Balneário Camboriú chega ao projeto mais ambicioso de sua história em um momento de menor fôlego no ciclo de valorização. Em maio de 2026, a cidade perdeu pela primeira vez em quatro anos a liderança nacional do metro quadrado mais caro para imóveis novos, ficando atrás de Itapema, sua vizinha no litoral catarinense. Segundo o FipeZap, os preços médios em BC subiram apenas 2,94% entre maio de 2025 e maio de 2026, desempenho abaixo da inflação de 5% no período e o terceiro pior entre 56 cidades monitoradas.
Senna Tower mantém narrativa de luxo extremo
A desaceleração ocorre enquanto a cidade vende o Senna Tower, projeto da FG Empreendimentos em sociedade com o empresário Luciano Hang. O edifício tem altura estimada em 550 metros, 157 andares e 228 unidades, entre apartamentos e mansões suspensas.
As unidades de entrada têm cerca de 300 m² e custam por volta de R$ 28 milhões; duplex e triplex nos andares mais altos podem chegar a R$ 200 milhões ou R$ 300 milhões. O VGV estimado é de R$ 8,5 bilhões, dos quais mais de R$ 2,2 bilhões já foram vendidos, o equivalente a 40% das unidades.

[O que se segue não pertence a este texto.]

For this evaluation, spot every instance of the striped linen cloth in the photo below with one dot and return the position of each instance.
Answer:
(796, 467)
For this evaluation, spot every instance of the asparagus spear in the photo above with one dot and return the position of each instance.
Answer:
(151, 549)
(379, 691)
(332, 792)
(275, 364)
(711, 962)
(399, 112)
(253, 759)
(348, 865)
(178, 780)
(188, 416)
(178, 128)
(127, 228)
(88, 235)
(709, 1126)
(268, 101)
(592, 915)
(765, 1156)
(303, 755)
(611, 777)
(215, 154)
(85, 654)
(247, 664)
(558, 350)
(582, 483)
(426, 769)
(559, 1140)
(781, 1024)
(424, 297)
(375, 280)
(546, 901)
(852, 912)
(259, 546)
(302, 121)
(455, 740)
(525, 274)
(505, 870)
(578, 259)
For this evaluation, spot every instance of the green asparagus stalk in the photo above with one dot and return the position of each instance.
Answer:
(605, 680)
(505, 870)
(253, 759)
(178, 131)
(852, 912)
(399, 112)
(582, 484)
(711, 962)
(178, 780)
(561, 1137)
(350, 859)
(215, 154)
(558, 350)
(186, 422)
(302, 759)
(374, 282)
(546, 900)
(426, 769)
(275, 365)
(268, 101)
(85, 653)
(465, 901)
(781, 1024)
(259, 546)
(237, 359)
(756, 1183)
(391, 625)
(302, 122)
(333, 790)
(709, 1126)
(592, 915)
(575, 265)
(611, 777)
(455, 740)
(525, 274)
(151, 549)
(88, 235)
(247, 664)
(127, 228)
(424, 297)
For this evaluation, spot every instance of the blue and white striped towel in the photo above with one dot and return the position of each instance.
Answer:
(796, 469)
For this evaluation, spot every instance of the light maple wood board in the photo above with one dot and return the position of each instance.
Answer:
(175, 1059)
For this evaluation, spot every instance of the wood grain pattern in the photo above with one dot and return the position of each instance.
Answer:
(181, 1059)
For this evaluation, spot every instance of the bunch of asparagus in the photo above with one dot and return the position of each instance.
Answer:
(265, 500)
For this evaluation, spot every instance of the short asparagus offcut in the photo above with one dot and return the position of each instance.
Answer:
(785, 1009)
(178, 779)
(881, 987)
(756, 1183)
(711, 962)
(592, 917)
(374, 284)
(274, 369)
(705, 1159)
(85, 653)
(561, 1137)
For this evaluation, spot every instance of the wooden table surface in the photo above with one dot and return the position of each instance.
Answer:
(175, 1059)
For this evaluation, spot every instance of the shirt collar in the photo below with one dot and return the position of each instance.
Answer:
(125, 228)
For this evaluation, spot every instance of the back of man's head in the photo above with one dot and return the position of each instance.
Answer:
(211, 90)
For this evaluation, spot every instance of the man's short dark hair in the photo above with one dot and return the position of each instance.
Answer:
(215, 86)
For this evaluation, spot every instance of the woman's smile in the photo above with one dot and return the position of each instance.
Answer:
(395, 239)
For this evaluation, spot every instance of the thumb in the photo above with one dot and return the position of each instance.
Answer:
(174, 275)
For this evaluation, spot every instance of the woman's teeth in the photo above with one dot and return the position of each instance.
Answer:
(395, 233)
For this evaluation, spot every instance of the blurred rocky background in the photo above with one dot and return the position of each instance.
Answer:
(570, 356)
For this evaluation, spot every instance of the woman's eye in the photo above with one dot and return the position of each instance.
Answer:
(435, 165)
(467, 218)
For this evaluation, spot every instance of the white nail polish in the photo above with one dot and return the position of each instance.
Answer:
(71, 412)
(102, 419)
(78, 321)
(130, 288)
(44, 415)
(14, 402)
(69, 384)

Marca ajuda a sustentar preço
O projeto também sintetiza a força das branded residences no mercado de luxo. Antes chamado Triumph Tower, o edifício ganhou a marca Senna por articulação da família do piloto, ampliando seu valor simbólico. Em Balneário Camboriú, esse movimento encontrou terreno fértil: a cidade já abriga projetos associados à Pininfarina e à Tonino Lamborghini, além de previsão de empreendimento da Armani/Casa. O branding ajuda a justificar tíquetes elevados, mas também aumenta a dependência de uma narrativa de escassez, prestígio e valorização futura.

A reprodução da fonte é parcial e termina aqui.